Friday Nov 21, 2008

Extending the OpenMP profiling API for OpenMP 3.0

Last Tuesday at the OpenMP BOF of SC08, Oleg Mazurov presented our work on extending the OpenMP profiling API for OpenMP 3.0 (pdf slides).

The current existing API was first published in 2006 and was last updated in 2007. Since then, two more developments now beg for another update - one is for supporting the new OpenMP tasking feature, and the other is for supporting vendor specific extensions.

The extension for tasking support is straight forward. A few events that corresponding to the creation, execution, and termination of tasks are added. Also added are a few requests to get the task ID and other properties.

Vendor specific extensions are implemented essentially by sending a establishing-extension request with a vendor unique ID from the collector tool to the OpenMP runtime library. The OpenMP runtime library accepts the request if it supports the vendor, otherwise rejects it. After a successful rendezvous, the request establishes a new name space for subsequent requests and events.

One pending issue is how to support multiple vendor agents in one session. Not that a solution cannot be engineered, we are waiting for a use case to emerge.

During the execution of an OpenMP program, any arbitrary program event can be associated with

  • an OpenMP state,
  • a user callstack,
  • a node in the thread tree with parallel region ID's and OpenMP thread ID's along the path, and
  • a node in the task tree with task ID's along the path.

Because the execution of an OpenMP task may be asynchronous, and the executing thread may be different from the encountering thread, getting the user callstack of an event happened within a task becomes tricky.

At our Sun booth in SC08, we demoed a prototype Performance Analyzer that can present user callstacks in a cool way when OpenMP tasks are involved.

Take a simple quick sort code for an example.

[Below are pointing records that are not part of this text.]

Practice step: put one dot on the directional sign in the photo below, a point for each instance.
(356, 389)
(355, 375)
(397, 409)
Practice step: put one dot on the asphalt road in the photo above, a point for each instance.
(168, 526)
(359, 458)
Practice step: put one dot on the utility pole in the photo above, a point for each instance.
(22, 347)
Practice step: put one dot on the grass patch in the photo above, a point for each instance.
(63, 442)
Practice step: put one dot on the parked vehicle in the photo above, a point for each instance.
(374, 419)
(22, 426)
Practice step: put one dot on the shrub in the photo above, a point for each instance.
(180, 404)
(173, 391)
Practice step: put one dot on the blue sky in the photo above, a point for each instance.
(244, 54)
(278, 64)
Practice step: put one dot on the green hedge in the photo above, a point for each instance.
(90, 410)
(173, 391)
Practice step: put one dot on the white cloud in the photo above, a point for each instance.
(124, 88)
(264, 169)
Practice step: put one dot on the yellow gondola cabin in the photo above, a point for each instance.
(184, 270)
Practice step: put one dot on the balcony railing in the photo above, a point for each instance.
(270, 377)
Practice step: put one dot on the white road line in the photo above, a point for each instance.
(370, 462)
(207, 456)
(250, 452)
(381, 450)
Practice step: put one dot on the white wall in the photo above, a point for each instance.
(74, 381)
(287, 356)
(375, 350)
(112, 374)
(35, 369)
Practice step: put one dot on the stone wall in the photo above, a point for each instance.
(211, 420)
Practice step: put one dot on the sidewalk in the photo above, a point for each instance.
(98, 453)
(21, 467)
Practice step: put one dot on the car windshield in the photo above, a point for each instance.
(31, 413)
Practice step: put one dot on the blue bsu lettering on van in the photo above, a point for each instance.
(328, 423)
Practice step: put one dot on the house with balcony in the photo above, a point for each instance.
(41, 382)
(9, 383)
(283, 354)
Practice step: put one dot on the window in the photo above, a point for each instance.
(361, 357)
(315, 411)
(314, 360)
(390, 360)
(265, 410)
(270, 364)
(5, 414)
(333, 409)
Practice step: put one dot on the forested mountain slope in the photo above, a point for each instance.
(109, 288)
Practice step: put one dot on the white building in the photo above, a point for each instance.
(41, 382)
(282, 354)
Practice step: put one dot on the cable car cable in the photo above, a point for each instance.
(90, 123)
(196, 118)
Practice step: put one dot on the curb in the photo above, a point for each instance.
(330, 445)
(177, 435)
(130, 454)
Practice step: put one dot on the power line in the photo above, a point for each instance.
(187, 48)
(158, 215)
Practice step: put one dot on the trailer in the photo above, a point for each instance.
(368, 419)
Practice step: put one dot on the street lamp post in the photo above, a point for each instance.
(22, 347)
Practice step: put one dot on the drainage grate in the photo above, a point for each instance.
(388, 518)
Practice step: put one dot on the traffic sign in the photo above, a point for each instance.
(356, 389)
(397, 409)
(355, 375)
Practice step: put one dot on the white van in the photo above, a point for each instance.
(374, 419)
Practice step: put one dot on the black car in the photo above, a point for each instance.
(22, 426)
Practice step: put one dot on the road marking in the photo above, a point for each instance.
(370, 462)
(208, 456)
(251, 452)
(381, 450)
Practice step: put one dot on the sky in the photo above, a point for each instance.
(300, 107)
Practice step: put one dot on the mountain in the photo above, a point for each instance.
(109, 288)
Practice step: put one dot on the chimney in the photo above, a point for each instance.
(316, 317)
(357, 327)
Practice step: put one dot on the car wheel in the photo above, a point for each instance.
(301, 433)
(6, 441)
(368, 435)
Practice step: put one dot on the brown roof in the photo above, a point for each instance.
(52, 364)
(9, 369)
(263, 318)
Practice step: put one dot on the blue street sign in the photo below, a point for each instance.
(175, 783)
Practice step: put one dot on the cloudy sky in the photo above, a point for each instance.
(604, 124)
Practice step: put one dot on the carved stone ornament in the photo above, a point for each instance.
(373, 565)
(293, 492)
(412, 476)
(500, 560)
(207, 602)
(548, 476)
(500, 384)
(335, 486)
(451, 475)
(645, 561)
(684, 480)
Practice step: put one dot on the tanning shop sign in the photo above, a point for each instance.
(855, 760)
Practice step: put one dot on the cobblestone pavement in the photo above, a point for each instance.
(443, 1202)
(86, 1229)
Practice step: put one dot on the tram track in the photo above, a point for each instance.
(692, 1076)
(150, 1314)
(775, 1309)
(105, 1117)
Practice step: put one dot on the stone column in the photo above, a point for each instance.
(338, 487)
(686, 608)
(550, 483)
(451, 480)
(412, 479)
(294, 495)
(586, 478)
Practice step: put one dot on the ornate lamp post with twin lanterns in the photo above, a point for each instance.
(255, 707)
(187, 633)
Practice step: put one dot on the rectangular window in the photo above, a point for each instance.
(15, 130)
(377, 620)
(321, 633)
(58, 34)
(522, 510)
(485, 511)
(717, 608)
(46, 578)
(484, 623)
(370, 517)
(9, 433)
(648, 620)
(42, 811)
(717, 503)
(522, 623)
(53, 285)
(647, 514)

        void quick_sort ( int lt,  int rt,  float \*data )  { 
            int md = partition( lt,  rt,  data ); 
            #pragma omp task 
            quick_sort( lt,  md - 1,  data ); 
            #pragma omp task 
            quick_sort( md + 1,  rt,  data ); 

The following figure shows the time line display of one execution of the program. The same original data are sorted three times, once sequential, once using two threads, and once using four threads.

The spikes in callstacks in the sequential sort show the recursive nature of the quick sort. But when you look at the parallel sort, the callstacks are flat. That's because each call to quick_sort() is now a task, and the tasking execution essentially changes the recursive execution into a work-list execution. The low-level callstack in the above figure shows close-to what actually happens in one thread.

While these pieces of information are useful in showing the execution details, they do not help answering the question which tasks are actually being executing. Where was the current executing task created? In the end, the user needs to debug the performance problem in his/her code (not in the OpenMP runtime). Representing information close to the user program logic is crucial.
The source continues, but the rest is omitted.